1 January 2011 | by John Legg

Praying for the preaching


We must pray for preachers, but what should we ask for. Some reply, ‘For unction,’ but this lacks scriptural basis. Unction (or anointing) in Scripture indicated that a man was set apart and equipped for God’s service once-for-all (Luke 4:16-21; 2 Corinthians 1:21; 1 John 2:20,27). This is not a special gift of preaching, which must be repeatedly prayed for. It is a permanent gift for each believer. What then should we pray for? We may divide this topic in two: praying for the preacher and for the hearers.

In Colossians 4:3 Paul asks his readers to pray for ‘a door for our message’: opportunities for preaching. Failure to take opportunities is often due to fear, which leads to Paul’s second request. In Ephesians 6:19-20 he asks for boldness. The context here is opposition and persecution (see also Acts 4:29,31). Going on preaching boldly was dangerous and required boldness. This both he and the modern preacher must have. He is not to be intimidated. We may, however, have opportunity and boldness, but not clarity. Paul writes, ‘Pray that I may proclaim it clearly, as I should’ (Colossians 4:3-4). There is a tendency in some quarters to regard clarity inimical to warmth and power. The reverse is the case.
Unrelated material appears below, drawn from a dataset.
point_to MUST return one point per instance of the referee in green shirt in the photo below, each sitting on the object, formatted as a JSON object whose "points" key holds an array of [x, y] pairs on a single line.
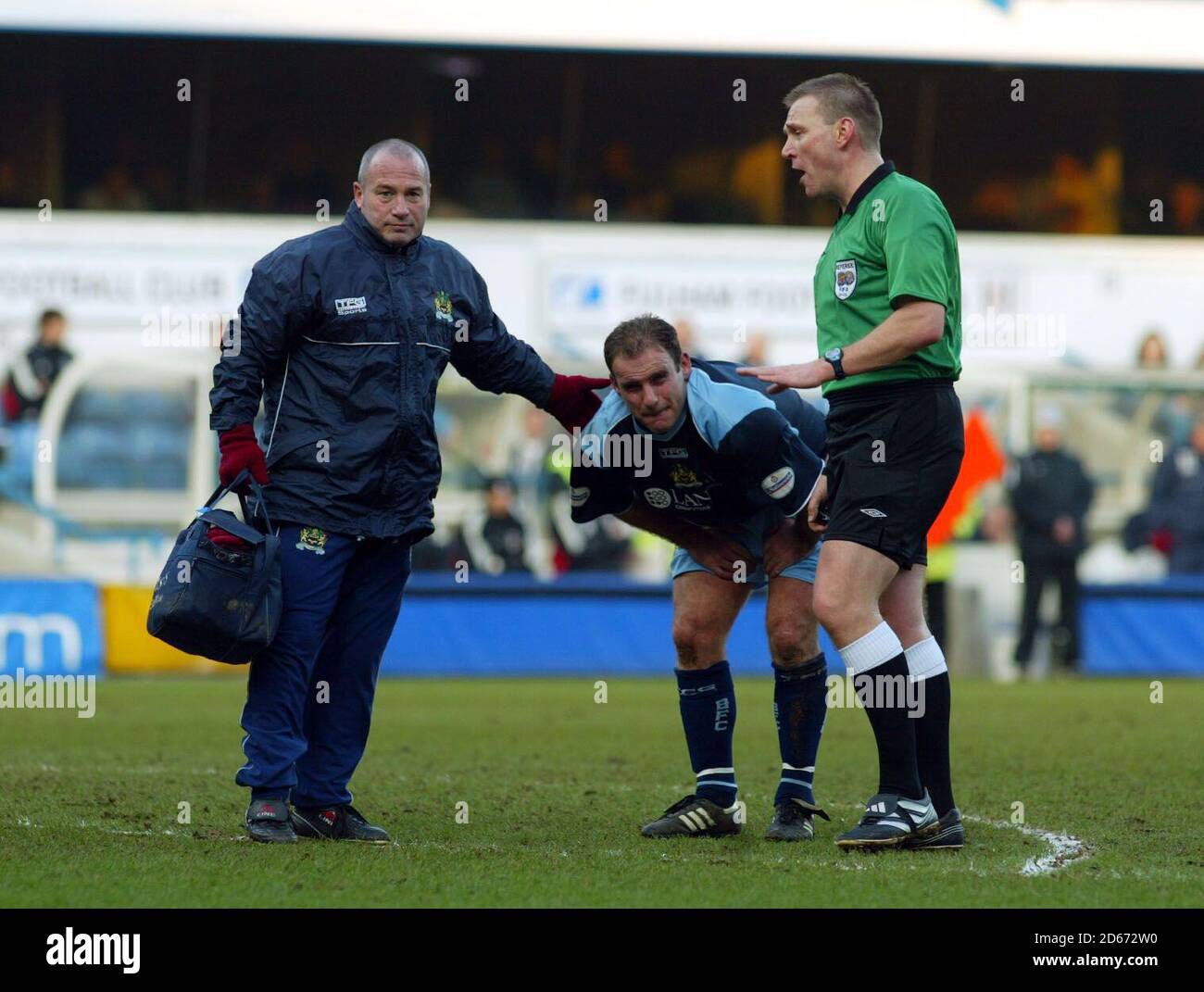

However, all this does not guarantee conversions. Stephen was bold before the furious Sanhedrin and made the issue clear to them. His opponents ‘could not stand up against his wisdom or the Spirit by whom he spoke’ (Acts 6:5), but the result was not their conversion. The sovereign working of the Spirit in the hearers was lacking. So Paul asked the brothers to pray that the gospel might spread rapidly ‘just as it was with you’ ( 2 Thessalonians 3:1), that is as described in 1 Thessalonians 1:5: ‘not simply with words, but also with power, with the Holy Spirit and with deep conviction’. The outward call needs the Spirit’s inner work to make it effectual. ‘With power and with the Holy Spirit’ means something like ‘with power by the Spirit’, not just in words. The Spirit enlightens blind eyes, opens closed ears, quickens dead hearts and transforms rebellious wills. A further element was ‘deep conviction’ – of both sin and the truth of the message (2:13; Acts 18:3-4). Many have interpreted this as the preacher’s assurance about his message, but that cannot be the meaning here. It must refer to the hearers’ experience, for Paul uses it as proof of their election by God (verse 4). If it were the preacher’s assurance, we would have to conclude that all the hearers were elect!

We need think of these different elements separately and pray accordingly. Instead of spiritual-sounding, but actually vague, petitions, which may ignore either the preacher or the hearers, we shall intercede for both with the confidence that we are seeking to pray according to God’s will, as prescribed in Scripture.